JPLの飛行技術者ジョニー・メレンデス(右)とジョー・モラは、カリフォルニア州レドンドビーチのノースロップ・グラマン社に輸送する前にMIRI極低温冷却器を検査している。そこで冷却器はウェッブ望遠鏡の本体に取り付けられる。
英国ラザフォードのアップルトン研究所にある MIRI 装置のこの部分には、赤外線検出器が含まれています。極低温冷却器は、高温で動作するため、検出器から離れた場所に設置されています。冷たいヘリウムを運ぶチューブが 2 つのセクションを接続しています。
MIRI(左)は、レドンドビーチのノースロップ・グラマン社で平均台の上に置かれ、技術者たちが天井クレーンを使って統合科学機器モジュール(ISIM)に取り付ける準備をしている。ISIMはウェッブ望遠鏡の中核部分であり、望遠鏡を収容する4つの科学機器である。
MIRI 装置 (観測所の 4 つの科学機器のうちの 1 つ) が動作する前に、物質が到達できる最低温度近くまで冷却する必要があります。

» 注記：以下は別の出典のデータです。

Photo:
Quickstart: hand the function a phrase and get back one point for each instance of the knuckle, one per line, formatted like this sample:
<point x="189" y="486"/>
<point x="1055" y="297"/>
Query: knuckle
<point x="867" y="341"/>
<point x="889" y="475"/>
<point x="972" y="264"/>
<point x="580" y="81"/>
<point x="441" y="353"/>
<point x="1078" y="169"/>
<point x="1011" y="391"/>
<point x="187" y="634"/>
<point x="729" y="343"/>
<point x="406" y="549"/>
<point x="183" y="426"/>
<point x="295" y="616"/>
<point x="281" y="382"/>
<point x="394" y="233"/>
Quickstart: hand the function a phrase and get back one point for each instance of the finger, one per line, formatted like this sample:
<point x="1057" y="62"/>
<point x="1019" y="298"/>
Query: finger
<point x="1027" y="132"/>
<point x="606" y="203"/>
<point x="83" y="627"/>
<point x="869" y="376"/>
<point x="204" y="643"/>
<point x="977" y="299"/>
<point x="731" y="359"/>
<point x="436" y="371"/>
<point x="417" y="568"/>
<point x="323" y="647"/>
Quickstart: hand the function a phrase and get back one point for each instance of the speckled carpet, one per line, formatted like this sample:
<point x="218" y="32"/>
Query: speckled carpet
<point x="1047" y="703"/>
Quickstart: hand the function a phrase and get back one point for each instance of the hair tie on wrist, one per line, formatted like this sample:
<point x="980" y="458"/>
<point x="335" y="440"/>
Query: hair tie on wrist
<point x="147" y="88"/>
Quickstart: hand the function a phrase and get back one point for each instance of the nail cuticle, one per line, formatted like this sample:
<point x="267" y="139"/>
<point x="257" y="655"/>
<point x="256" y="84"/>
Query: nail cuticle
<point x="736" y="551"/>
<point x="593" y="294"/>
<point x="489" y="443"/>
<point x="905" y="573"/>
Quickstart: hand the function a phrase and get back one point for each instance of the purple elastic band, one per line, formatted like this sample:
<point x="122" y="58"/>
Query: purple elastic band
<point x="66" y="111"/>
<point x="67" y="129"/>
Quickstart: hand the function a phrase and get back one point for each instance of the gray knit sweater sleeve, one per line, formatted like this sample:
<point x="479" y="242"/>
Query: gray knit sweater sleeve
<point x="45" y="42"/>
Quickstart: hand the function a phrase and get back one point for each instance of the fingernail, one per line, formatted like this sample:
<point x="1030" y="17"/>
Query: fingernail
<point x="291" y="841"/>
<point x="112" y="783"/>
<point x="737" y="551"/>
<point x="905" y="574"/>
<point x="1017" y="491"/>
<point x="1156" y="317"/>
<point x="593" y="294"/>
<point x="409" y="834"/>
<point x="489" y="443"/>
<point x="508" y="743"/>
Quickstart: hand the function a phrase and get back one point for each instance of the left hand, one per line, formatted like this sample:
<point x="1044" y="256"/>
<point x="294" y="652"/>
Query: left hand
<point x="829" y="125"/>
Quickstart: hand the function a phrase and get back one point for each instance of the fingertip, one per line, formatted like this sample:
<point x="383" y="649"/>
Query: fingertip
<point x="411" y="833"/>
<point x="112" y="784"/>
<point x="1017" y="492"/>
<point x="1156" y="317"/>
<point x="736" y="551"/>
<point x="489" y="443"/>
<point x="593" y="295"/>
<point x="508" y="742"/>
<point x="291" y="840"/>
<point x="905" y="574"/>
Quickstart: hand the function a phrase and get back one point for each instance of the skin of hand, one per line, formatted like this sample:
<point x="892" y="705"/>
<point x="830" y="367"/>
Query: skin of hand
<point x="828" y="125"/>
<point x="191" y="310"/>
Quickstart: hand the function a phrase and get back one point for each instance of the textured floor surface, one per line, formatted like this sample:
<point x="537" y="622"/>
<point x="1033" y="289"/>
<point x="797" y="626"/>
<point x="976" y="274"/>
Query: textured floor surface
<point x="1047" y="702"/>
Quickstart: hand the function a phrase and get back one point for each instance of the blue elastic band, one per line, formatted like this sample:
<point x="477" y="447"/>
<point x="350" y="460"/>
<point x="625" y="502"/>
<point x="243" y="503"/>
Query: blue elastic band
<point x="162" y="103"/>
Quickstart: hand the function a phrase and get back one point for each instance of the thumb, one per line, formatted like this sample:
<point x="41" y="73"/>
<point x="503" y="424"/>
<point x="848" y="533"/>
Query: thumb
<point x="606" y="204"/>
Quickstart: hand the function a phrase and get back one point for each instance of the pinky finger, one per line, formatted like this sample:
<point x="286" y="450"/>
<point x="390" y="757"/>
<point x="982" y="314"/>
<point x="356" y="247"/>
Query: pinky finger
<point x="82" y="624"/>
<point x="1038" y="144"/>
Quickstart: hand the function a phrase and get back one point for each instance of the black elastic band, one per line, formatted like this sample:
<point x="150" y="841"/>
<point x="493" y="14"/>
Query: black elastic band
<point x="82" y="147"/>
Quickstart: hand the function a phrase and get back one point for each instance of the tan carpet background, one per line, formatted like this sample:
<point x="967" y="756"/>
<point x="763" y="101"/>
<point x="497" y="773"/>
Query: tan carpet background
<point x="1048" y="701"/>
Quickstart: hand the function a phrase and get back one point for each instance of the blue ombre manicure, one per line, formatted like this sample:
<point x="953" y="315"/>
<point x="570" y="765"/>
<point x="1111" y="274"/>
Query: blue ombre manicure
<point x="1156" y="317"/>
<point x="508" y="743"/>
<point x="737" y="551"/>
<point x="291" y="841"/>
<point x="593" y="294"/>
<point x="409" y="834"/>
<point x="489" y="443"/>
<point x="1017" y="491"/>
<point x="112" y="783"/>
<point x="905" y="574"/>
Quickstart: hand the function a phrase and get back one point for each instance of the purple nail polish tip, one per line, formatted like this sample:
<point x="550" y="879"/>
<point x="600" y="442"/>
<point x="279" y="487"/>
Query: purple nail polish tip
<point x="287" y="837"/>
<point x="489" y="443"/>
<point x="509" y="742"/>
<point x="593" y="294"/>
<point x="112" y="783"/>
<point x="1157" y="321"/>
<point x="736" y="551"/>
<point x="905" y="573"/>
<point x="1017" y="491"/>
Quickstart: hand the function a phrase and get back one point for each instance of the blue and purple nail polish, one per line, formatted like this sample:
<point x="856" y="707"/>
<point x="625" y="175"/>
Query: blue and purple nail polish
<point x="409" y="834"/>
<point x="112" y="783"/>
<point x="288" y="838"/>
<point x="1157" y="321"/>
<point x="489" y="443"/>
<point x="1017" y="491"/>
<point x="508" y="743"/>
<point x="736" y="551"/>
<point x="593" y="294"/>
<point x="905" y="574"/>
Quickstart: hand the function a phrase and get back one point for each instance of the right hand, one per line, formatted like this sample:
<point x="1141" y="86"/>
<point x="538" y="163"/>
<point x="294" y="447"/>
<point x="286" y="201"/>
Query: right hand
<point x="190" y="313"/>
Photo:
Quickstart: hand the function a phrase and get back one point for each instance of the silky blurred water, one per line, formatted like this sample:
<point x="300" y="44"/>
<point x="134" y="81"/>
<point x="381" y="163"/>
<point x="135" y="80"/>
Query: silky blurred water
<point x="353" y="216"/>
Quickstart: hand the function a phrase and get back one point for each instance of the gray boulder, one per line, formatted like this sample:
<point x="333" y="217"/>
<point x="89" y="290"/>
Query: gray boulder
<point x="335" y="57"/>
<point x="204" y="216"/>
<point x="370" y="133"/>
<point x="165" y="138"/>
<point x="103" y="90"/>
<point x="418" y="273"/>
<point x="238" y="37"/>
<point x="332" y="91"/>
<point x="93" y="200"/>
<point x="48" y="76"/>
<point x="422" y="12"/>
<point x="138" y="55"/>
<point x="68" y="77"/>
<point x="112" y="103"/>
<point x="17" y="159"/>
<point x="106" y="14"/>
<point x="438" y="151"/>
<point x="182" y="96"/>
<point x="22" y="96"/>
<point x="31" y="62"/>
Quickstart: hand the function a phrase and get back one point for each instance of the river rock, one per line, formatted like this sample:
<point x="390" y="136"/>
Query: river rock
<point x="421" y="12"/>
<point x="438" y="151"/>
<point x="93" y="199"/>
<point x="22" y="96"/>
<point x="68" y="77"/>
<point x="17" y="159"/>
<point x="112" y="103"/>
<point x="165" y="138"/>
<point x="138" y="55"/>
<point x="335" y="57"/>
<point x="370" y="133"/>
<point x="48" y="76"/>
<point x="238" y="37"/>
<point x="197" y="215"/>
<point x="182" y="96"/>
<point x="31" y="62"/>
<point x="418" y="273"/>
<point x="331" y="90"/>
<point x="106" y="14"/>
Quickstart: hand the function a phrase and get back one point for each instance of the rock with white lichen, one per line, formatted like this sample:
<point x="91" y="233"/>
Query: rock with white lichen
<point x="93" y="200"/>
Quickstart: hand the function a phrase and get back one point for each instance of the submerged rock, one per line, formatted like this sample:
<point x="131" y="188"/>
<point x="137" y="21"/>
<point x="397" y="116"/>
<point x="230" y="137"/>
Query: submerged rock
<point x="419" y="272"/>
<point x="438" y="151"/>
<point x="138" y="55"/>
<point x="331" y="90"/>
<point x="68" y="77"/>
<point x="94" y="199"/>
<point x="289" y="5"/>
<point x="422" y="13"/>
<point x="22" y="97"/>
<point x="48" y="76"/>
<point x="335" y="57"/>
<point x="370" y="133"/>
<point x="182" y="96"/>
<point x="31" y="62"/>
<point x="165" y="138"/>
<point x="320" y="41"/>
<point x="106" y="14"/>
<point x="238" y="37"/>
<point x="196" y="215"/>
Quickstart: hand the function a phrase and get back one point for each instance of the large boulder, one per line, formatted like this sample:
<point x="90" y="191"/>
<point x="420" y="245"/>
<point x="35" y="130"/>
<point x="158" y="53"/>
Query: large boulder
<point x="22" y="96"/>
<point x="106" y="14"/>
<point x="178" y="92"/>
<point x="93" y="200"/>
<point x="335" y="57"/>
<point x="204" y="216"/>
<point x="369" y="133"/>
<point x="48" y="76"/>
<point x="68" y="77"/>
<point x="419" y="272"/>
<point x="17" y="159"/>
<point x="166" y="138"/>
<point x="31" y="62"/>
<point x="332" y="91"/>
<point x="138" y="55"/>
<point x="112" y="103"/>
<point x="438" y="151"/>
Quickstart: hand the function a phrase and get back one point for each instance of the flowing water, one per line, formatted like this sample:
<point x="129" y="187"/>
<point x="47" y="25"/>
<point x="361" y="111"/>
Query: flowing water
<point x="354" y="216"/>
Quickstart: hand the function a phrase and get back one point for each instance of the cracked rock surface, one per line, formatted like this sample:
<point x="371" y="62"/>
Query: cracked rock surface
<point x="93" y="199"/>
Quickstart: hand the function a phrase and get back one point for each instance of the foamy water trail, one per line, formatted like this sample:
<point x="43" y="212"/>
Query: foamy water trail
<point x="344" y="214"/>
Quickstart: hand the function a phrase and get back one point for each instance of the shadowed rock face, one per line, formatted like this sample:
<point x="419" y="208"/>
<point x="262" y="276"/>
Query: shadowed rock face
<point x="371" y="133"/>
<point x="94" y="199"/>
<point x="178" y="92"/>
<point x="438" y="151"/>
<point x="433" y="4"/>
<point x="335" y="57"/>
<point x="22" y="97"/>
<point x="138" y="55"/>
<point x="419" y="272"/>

12月24日に打ち上げが予定されているNASAのジェイムズ・ウェッブ宇宙望遠鏡は、史上最大の宇宙観測所であり、同様に困難な任務を担っている。それは、宇宙の遠く離れた場所から赤外線を集め、科学者が宇宙の構造と起源、そして私たちの宇宙とその中での私たちの位置を探ることである。
恒星や惑星、それらを形成するガスや塵など、多くの宇宙物体は赤外線を放射します。これは熱放射とも呼ばれます。しかし、トースター、人間、電子機器など、他のほとんどの温かい物体も赤外線を放射します。つまり、Webb の 4 つの赤外線機器は、それらの物体自身の赤外線を検出できるのです。これらの放射を減らすには、機器を非常に低温、つまり約 40 ケルビン、華氏マイナス 388 度 (摂氏マイナス 233 度) にする必要があります。しかし、適切に機能するには、中赤外線機器 (MIRI) 内の検出器を 7 ケルビン (華氏マイナス 448 度、摂氏マイナス 266 度) 以下に冷却する必要があります。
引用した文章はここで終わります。